Run the following in a julia prompt:
using Pkg
Pkg.add("ProgressBars")
julia> using ProgressBars
julia> for i in ProgressBar(1:100000) #wrap any iterator
#code
end
100.00%┣█████████████████████████████████████████████████┫ 100000/100000 [00:12<00:00 , 8616.43 it/s]
There is a tqdm
alias, so that people coming from python will feel right at home :)
julia> using ProgressBars
julia> for i in tqdm(1:100000) #wrap any iterator
#code
end
100.00%┣█████████████████████████████████████████████████┫ 100000/100000 [00:12<00:00 , 8616.43 it/s]
Iterating with a custom unit (e.g. bytes)
julia> iter = ProgressBar(1:2_000_000, unit="B", unit_scale=true)
for i in iter
# Do stuff
end
100.0%┣██████████████████████████████████████████████████████████┫ 2.0MB/2.0MB [00:00<00:00, 4.8MB/s]
Or with a set description (e.g. for loss values when training neural networks)
julia> iter = ProgressBar(1:100)
for i in iter
# ... Neural Network Training Code
loss = exp(-i)
set_description(iter, string(@sprintf("Loss: %.2f", loss)))
end
Loss: 0.02 3.00%┣█▌ ┫ 3/100 00:00<00:02, 64.27 it/s]

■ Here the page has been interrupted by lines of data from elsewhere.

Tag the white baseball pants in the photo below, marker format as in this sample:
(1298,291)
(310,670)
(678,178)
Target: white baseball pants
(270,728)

Printing persistent messages while using a ProgressBar:
julia> iter = ProgressBar(1:5)
for i in iter
println(iter, "Printing from iteration $i")
sleep(0.2)
end
Printing from iteration 1
Printing from iteration 2
Printing from iteration 3
Printing from iteration 4
Printing from iteration 5
100.0%┣█████████████████████████████████████████████████████████████████┫ 5/5 [00:03<00:00, 1.5 it/s]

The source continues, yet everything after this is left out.